In complex scenes and varied conditions, effectively integrating spatial-temporal context is crucial for accurately identifying changes. However, current RS-CD methods lack a balanced consideration of performance and efficiency. CNNs lack global context, Transformers are computationally expensive, and Mambas face CUDA dependence and local correlation loss. In this paper, we propose CDXLSTM, with a core component that is a powerful XLSTM-based feature enhancement layer, integrating the advantages of linear computational complexity, global context perception, and strong interpret-ability. Specifically, we introduce a scale-specific Feature Enhancer layer, incorporating a Cross-Temporal Global Perceptron customized for semantic-accurate deep features, and a Cross-Temporal Spatial Refiner customized for detail-rich shallow features. Additionally, we propose a Cross-Scale Interactive Fusion module to progressively interact global change representations with spatial responses. Extensive experimental results demonstrate that CDXLSTM achieves state-of-the-art performance across three benchmark datasets, offering a compelling balance between efficiency and accuracy. Code is available at https://github.com/xwmaxwma/rschange.

Paper Structure

This paper contains 13 sections, 6 equations, 3 figures, 4 tables.

Figures (3)

  • Figure 1: CDXLSTM architecture takes a pair of co-registered remote sensing images as input into a Siamese Backbone with shared weights, producing two feature maps at each stage. CTSR is applied in the first two shallow stages to refine spatial changes, while CTGP is used in the latter two deep stages to capture global changes. Here, Bi-mLSTM refers to an mLSTM module that performs bidirectional scanning.

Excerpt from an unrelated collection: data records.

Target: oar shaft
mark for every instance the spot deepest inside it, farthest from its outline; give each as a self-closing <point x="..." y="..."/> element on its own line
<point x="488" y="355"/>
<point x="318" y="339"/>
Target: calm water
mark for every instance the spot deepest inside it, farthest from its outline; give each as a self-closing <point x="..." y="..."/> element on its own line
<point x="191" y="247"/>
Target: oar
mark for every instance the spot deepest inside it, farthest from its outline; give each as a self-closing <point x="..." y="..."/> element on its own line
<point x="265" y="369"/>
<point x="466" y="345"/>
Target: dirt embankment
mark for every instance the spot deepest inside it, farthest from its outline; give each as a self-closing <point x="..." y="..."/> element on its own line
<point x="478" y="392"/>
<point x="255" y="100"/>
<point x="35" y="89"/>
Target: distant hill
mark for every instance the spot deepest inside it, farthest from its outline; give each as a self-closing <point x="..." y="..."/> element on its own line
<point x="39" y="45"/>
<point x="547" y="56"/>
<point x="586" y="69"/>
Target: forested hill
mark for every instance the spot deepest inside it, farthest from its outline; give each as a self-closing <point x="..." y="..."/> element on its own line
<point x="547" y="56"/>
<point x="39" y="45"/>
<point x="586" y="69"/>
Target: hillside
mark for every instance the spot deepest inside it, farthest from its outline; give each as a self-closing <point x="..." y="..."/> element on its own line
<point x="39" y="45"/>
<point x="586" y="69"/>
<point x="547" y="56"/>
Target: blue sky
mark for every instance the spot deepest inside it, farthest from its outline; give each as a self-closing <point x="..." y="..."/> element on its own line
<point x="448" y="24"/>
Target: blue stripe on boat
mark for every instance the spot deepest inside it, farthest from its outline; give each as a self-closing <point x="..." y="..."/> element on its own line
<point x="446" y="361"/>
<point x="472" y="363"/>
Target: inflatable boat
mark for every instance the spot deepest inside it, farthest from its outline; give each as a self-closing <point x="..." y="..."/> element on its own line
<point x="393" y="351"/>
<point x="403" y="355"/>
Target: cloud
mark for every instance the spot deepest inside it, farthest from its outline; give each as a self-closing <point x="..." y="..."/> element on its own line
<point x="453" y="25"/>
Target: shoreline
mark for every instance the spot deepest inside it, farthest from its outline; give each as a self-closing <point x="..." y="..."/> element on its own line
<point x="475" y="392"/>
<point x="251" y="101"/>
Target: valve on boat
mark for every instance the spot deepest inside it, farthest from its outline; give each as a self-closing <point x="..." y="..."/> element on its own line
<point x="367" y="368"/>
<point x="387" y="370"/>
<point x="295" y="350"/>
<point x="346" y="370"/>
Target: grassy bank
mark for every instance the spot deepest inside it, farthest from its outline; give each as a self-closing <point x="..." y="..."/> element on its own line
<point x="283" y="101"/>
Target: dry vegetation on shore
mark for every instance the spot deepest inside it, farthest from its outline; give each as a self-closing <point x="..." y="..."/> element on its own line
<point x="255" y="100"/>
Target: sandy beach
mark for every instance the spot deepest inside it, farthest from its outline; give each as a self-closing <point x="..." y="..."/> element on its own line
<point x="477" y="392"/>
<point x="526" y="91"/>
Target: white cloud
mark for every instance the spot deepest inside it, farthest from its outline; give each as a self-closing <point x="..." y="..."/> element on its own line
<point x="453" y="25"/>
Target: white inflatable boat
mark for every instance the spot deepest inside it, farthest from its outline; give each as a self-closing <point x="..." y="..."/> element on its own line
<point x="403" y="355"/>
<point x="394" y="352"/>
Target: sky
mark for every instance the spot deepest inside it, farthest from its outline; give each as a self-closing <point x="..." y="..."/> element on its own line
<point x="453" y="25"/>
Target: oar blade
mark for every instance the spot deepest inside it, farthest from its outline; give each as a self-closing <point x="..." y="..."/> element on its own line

These feature maps are then progressively aggregated through the CSIF module.
  • Figure 2: Example results on LEVIR-CD (row 1), WHU-CD (row 2), and CLCD (row 3) test sets, with pixel color coding: white for true positives, black for true negatives, red for false positives, and green for false negatives.
  • Figure 3: Class activation maps generated by Grad-CAM for the change category of features modulated by the first stage (1/4 resolution of the input image) of the Feature Enhancer (FE). Example images are from the CLCD test set. The configurations represented by "$\circledcirc$" and "$\bot$" correspond to Table \ref{['table:2']}.